Lorsque des droits de vote ont été exercés par le détenteur originaire ou par une personne, autre que le séquestre, agissant pour le compte de ce détenteur après l'échéance du délai fixé conformément à l'alinéa 1er, 2°, première phrase, nonobstant une suspension de leur exercice prononcée conformément à l'alinéa 1er, 1°, le [² tribunal de l'entreprise]² dans le ressort duquel la société a son siège peut, sur requête de l'autorité de contrôle, prononcer la nullité de tout ou partie des délibérations de l'assemblée générale si, sans les droits de vote illégalement exercés, les quorums de présence ou de majorité requis par lesdites délibérations n'auraient pas été réunis.]¹
(1)2014-04-25/08, art. 396, 002; En vigueur : 04-11-2014>
(2)2018-04-15/14, art. 252, 021; En vigueur : 01-11-2018>
CHAPITRE III. - Des conditions générales de fonctionnement
Section Ire. - Des fonds propres minimums
Article 55. [² § 1er.]²[¹ Sans préjudice des articles 77 et 78 du Règlement n° 575/2013, les fonds propres des établissements de crédit ne peuvent devenir inférieurs au montant du capital minimum fixé conformément à l'article 17, alinéas 1er et 3.]¹
[² § 2. Toute augmentation de la part fixe du capital visée à l'article 13, alinéa 4 doit être intégralement souscrite et libérée et être constatée par acte authentique. Les articles 7:179 et 7:195 du Code des sociétés et associations sont d'application par analogie.

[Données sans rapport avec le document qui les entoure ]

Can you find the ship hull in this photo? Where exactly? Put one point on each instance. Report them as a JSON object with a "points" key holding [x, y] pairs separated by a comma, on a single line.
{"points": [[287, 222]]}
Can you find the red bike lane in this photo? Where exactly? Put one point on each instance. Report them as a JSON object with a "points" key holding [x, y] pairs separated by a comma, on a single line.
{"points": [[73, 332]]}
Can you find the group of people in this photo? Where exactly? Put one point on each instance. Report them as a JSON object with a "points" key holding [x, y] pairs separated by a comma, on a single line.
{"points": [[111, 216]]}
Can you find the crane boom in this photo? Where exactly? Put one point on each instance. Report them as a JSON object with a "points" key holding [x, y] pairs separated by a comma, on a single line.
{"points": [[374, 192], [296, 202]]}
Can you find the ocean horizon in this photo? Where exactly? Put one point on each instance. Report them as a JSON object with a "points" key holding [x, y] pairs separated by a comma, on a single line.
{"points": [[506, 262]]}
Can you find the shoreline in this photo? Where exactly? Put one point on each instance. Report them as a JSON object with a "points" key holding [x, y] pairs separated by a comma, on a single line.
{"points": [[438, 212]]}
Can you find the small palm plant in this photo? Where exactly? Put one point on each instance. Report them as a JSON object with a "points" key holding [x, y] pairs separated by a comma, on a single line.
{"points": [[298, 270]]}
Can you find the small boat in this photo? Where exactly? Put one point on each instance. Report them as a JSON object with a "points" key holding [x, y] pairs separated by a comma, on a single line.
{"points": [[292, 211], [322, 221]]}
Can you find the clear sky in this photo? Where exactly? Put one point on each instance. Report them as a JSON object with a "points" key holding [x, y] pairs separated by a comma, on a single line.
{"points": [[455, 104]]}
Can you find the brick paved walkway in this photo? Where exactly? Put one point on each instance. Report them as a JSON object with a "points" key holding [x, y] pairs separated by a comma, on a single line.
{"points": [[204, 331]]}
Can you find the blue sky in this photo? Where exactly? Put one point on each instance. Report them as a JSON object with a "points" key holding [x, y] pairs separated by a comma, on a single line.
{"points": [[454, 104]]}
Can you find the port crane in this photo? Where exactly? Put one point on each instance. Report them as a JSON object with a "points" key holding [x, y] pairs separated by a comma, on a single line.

Les articles 7:208, 7:209 et 7:210 dudit Code sont applicables, par analogie, à toute réduction de cette part fixe, qui requiert l'accord préalable de l'autorité de contrôle.]²
(1)2016-10-25/05, art. 11, 009; En vigueur : 01-12-2016>
(2)2022-07-20/40, art. 312, 031; En vigueur : 06-10-2022>
CHAPITRE III. - Des conditions générales de fonctionnement
CHAPITRE III. - Des conditions générales de fonctionnement
Article 56. § 1er. L'organe légal d'administration évalue périodiquement, et au moins une fois par an, l'efficacité des dispositifs d'organisation de l'établissement visés à l'article 21 [¹ , en ce compris les dispositions d'organisation spécifique visées à la Sous-section V de la Section VI du Chapitre II du Titre Ier [² et visées aux articles 64 à 66]²,]¹ et leur conformité aux obligations légales et réglementaires. Il veille à ce que le comité de direction prenne les mesures nécessaires pour remédier aux éventuels manquements.